Delirium Pathomutageno Adductum

夢遊病者 – Delirium Pathomutageno Adductum (2024)

Any new release from 夢遊病者 (again, loosely translated to Sleepwalker) is cause for celebration, simply because at this point in the band’s career you have no idea what you’re going to get. Is it going to be the frenzied noise expedition on earlier albums like 5772 or 一​期​一​会? Perhaps the more ambient (though no less harrowing) and enveloping grace of last year’s Skopofoboexoskelett? The answer is, of course, “none of the above”. Delirium Pathomutageno Adductum is a sprawling, global-encompassing exploration of various genres and styles that attempt to channel the whole of human experience into an album both heart-breakingly lovely and crushing in its accusation. Multiple listens yield new secrets and interpretations, and like all of the band’s previous work it lingers long after the air is silent.

Much like the human experience, things are never done in a vacuum, and so Delirium Pathomutageno Adductum finds 夢遊病者 working with a myriad of musicians across the planet, folding in more elements of world music, jazz and modern classical than ever before. But it’s the vocals that hit me first. They’ve always been there, usually buried in the mix or used more expressively as a part of the sonic tapestry the band weaves, but here they are up front and present like never before. In between the suffocating space of opener “Tongue Arc Orion” you can hear gasps and breathing, warming up to glorious harmonized clean vocals courtesy of guest Ø.Hægeland who fronted one of my all-time favorite technical death metal bands, Spiral Architect. Using vocals this way is a tactic unexplored before now from 夢遊病者, and as it blends into some gorgeous melancholic doom and eastern-flavored melodies it becomes positively sumptuous.

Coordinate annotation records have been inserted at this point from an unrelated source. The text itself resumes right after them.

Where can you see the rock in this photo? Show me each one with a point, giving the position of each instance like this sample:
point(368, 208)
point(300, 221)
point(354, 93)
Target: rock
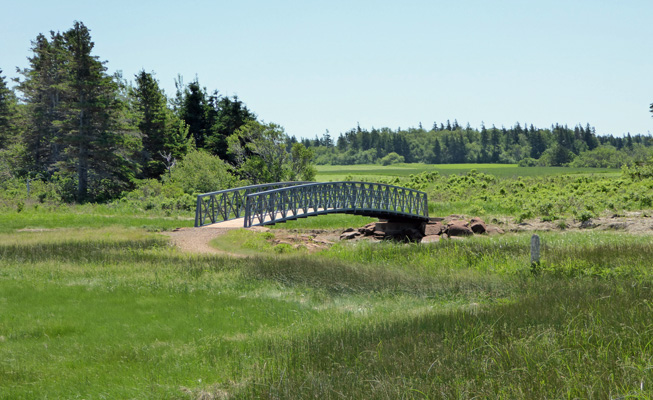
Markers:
point(493, 230)
point(431, 239)
point(433, 228)
point(412, 234)
point(458, 228)
point(587, 224)
point(368, 229)
point(349, 235)
point(477, 226)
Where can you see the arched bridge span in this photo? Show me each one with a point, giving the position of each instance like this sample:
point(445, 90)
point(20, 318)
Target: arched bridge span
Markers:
point(283, 201)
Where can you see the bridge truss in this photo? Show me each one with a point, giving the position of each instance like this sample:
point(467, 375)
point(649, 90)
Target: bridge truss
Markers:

A lot of that comes from the instrumentation, as Delirium Pathomutageno Adductum features a wonderful cross-section of sounds, including cello, oboe, french horn, and even lap steel. It builds to these incredible moments of music that hook you deeper than anything that’s come before. The massive bass that opens “Jupiterian Convulse Tremor” explodes with menace and aggression, but doesn’t stop the track from seamlessly incorporating accordion into its passages in a way that is simultaneously eye-widening in surprise and perfectly natural sounding, as it “of course accordion needs to go next to this punishing maelstrom of metal!” I love the ethereal way “Telepath Transport Wing” opens only to seconds later hearken back to the avant-garde noise excursions that made the band’s bones almost a decade earlier. But then it again opens up, and you can drift for days listening to how they use emptiness and space to accentuate passages, their arrangements always exciting, never rote or remotely predictable.

By the time of closer “Aurum Iris Loop” where the band turns in one of their most accessible “metal” songs to date, I’m left again with the sense of 夢遊病者as true sonic explorers, drinking deep from the global history of music as art and refusing to be confined to something as silly as “genre”. When people talk about music as an “experience” this is what I envision, something to drink deep, to lose yourself in its universal wandering, and find pieces of yourself in its reflections. Delirium Pathomutageno Adductum is for me the band’s best release to date, looking in all directions at once and finding new avenues of expression that continue to amaze, surprise, and challenge.